With season six Sarah Chalke was devastatingly miscast as Becky. It really didn't matter that she didn't at all look like Lecy Goranson, the problem was that the performance she turned in was of an entirely different character (and it was quite a bad performance at that). Sure, other characters changed as the show progressed, but this was ridiculous. Roseanne, for instance, becomes more sarcastic and bitchy as the show progresses, but as my wife pointed out to me, if you revisit season one you'll see that she didn't at all start out that way (in fact she was quite the loving mother at first). And yes, her appearance constantly changed as she lost weight, tanned and had surgeries. Jackie's character changes too, dramatically, as many others have noted here. Many here say that season seven or eight is the beginning of the end of the show. I however think that the beginning of the end was Roseanne's real-life marriage to show producer Tom Arnold. After that fiasco, if I recall, Roseanne went kind of nuts in real life, becoming all new agey and crap, and it started to show in the show.
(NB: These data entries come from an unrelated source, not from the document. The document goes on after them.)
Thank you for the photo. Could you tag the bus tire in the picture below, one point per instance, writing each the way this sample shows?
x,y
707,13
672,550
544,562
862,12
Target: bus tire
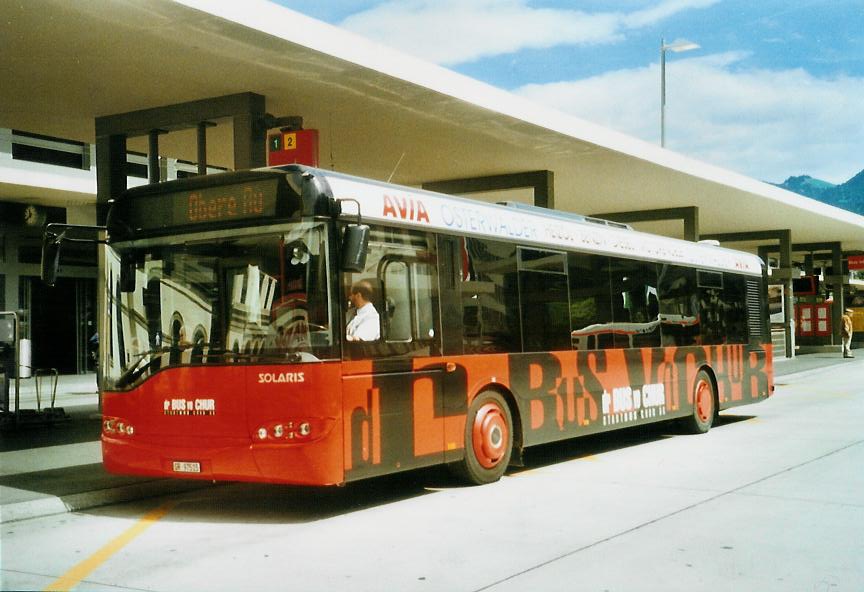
x,y
704,404
488,439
Though the show's very last episode tried to bring things home a little bit, the debacle that was season nine needs a lot of explaining. How did they EVER think that having the Conners win the lottery was in ANY WAY a good idea? Was Roseanne trying to give a comic blue-collar commentary on the wealthy? I don't know, but that simply didn't work.
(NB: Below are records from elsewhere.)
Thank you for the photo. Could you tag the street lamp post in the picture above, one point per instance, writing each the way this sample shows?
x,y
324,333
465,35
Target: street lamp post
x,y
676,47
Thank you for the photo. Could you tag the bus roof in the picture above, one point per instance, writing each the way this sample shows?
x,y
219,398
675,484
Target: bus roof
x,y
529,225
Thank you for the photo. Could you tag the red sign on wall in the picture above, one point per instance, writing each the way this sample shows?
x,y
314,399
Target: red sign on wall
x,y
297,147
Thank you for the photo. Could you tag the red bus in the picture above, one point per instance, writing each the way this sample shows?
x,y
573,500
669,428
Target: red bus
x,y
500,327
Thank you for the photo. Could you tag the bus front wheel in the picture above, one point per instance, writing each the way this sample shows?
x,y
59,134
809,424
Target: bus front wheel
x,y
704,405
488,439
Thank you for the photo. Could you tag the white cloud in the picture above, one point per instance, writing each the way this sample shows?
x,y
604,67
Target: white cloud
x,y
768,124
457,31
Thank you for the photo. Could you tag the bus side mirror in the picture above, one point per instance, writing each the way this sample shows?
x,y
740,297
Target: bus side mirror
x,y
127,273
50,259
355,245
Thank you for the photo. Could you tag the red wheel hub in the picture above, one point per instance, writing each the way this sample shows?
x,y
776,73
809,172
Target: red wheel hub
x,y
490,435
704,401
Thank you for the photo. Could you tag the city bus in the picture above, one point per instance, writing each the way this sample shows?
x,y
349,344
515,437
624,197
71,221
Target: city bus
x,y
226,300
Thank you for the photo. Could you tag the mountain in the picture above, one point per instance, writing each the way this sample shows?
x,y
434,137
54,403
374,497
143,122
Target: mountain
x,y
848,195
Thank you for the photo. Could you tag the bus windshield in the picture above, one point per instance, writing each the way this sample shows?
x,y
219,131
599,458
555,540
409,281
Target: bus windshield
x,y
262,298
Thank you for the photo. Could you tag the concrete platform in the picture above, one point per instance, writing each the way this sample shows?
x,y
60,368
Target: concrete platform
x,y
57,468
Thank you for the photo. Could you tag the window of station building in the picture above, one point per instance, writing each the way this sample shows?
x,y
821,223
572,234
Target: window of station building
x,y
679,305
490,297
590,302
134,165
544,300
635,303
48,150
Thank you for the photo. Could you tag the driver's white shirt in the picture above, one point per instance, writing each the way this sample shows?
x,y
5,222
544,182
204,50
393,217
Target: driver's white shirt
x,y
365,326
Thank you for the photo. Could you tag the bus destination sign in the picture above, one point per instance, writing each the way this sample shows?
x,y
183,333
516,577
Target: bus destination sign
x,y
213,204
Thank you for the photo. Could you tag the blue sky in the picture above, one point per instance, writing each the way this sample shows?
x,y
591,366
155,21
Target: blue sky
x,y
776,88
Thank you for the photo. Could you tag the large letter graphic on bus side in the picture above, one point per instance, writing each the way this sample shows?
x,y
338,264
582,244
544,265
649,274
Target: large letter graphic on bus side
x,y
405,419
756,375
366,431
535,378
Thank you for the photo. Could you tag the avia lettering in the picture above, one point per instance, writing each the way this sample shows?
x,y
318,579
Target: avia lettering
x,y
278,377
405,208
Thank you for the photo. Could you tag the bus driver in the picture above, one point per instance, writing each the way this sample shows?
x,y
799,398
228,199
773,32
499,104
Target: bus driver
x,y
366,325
Some trivia and observations (and feel free to discuss some of this by leaving comments, and by all means, explain the reasoning behind season nine): Lanford Illinois does not really exist. The footage is from Evansville Indiana. Most if not all of Dan's comic mannerisms John Goodman seems to have borrowed from Curly (The Three Stooges), which he justified by making the character of Dan a big fan. When the Conners are watching TV, from the sound of it they are usually watching old movies, especially old B horror movies, sci fi and westerns. The coffee table is almost always covered with comic books. Season one disappointingly does not have a Halloween episode, but Nightmare on Oak Street kind of counts, starting off with a great Halloween feel to it. There are, throughout the first three or four seasons, a great many references to corn and creamed corn (can somebody please explain the significance of this in-joke?) In the pilot Dan tries to make a giant can of corn for dinner. In other episodes Roseanne is called the corn goddess, we see decorative corn hanging on the wall, Dan jokes that he's afraid that aliens are after their creamed corn, and, in the worst episode in the history of Roseanne, Dan's method of execution is to be boiled in creamed corn.
On a side note, it's amusing that Anchor Bay's disclaimer of the "Roseanne trivia" that laces the inside of every jacket reads that they in no way guarantee the accuracy of the information provided. It's a good thing too, because quite a few of their answers are wrong! Examples: In the fourth Halloween episode Roseanne does not dress up as "the goddess of gore," but as the Statue of Liberty. It's not Roseanne who refuses to serve Loretta Lynn, but Darlene.